Комиссия собралась в помещении градоначальства на Тверском бульваре. За стеной этого хорошо знакомого всем москвичам красивого дома, в Гнездниковском, стояло недогоревшее, полуразрушенное здание, в котором Штернбергу пришлось два раза разговаривать с двумя полковниками: фон Коттеном и Заварзиным.
Теперь ему предстояло разговаривать с третьим полковником, бывшим начальником московской охранки Мартыновым. С ним, с его помощником подполковником Знаменским, с ротмистром Ганько.
Штернберга встретили настороженно. Когда собрались на первое заседание и Малянтович огласил состав комиссии, какие партии и кем представлены, множество недоумевающих и удивленных глаз устремилось на Штернберга. Ну да, они же считали, что ему положено представлять кадетов, или, как они сейчас называются, «партию народной свободы». А оказывается, заслуженный профессор астрономии Штернберг — от большевиков.
Малянтович оторвался от списка, посмотрел на Штернберга и грустно-сочувственно сказал:
— Мы понимаем, уважаемый Павел Карлович, всю тяжесть того, с чем вы, как представитель своей партии, можете встретиться... Особенно в связи с тем, что стало известно из петроградских газет...
И Штернберг уловил в глазах некоторых членов комиссии злорадную ухмылку. Только что во всех петроградских, а затем и московских газетах во всех подробностях описывалась история «второго Азефа». Да, Малиновский, член ЦК, депутат Думы от Московской губернии, оказался провокатором...
Малянтович продолжал говорить о задачах комиссии. Много дел охранного отделения сгорело. Но большинство самых секретных дел находилось в несгораемых шкафах, и они уцелели. Сохранилась картотека охранного отделения. Огромная картотека из трехсот тысяч карточек. На каждого, кто попадал в поле зрения охранки, на кого имелись какие-нибудь данные, полученные от жандармерии и секретных сотрудников. Картотека содержалась в образцовом порядке.

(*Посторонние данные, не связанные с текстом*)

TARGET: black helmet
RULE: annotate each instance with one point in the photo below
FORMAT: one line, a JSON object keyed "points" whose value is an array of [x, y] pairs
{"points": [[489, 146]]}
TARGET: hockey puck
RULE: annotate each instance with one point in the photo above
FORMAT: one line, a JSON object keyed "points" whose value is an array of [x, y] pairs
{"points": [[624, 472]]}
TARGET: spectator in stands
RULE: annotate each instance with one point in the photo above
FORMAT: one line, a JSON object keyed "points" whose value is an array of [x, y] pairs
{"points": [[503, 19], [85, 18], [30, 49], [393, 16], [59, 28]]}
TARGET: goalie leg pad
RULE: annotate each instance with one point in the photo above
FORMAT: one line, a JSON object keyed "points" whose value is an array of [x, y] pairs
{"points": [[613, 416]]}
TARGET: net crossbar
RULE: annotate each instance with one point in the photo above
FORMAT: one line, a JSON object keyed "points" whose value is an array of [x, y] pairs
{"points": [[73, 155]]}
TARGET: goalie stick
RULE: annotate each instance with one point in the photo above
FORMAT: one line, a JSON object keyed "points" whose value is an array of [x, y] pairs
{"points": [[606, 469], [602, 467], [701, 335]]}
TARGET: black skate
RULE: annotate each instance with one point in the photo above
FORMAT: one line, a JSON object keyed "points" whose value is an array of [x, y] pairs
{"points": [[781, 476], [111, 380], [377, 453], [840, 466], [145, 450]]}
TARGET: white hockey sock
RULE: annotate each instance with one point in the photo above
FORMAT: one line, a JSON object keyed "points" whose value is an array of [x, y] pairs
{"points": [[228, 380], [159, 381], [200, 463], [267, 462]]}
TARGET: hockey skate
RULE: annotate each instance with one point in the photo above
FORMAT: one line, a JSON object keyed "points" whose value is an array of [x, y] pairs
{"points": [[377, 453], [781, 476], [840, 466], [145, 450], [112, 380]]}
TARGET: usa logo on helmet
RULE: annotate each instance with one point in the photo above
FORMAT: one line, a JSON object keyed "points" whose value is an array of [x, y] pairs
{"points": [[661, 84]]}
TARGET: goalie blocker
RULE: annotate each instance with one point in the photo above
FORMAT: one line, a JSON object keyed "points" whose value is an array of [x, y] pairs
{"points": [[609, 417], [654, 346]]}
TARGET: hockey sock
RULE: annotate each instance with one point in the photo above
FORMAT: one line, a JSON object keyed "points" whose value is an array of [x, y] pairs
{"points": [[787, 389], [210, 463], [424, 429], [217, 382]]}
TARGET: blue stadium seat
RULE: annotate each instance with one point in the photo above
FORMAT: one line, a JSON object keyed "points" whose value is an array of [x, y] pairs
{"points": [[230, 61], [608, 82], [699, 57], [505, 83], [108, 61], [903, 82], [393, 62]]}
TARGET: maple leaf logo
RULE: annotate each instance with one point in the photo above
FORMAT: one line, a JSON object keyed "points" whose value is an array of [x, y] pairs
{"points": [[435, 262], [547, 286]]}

Все карточки разных цветов, в зависимости от партийной принадлежности: социал-демократы — синего цвета, социалисты-революционеры — красного, анархисты — зеленого, кадеты и беспартийные — белого цвета, а студенты, не имеющие партийной принадлежности, — желтые.
Главный интерес для комиссии представляла не столько эта картотека, сколько донесения секретных сотрудников охранки, тех, которых она засылала в революционные организации. Но установить личность секретных агентов по их письменным донесениям невозможно, они подписывались кличкой, которую получали от охранки. Расшифровка этих кличек — дело трудное. Для этого надобно или получить показания от жандармов, которые с агентами работали, или же найти то, что тщательней всего хранилось: подлинные расписки вступающих на путь провокации.
Конечно, от арестованных жандармов получить сведения о секретных сотрудниках было нелегко. Каждый из них валил на другого, они даже утверждали, что не знали подлинных фамилий своих осведомителей. Но Штернберг снова и снова убеждался в справедливости древней пословицы: нет ничего тайного, что бы не стало явным.
Теперь члены комиссии работали в помещении Юридического общества на Малой Никитской. Штернберг с утра приходил пешком на эту тихую улицу. Добровольные делопроизводители из студентов-юристов приносили ему толстенные дела: донесения, переписку, денежные расписки, телеграммы департамента полиции.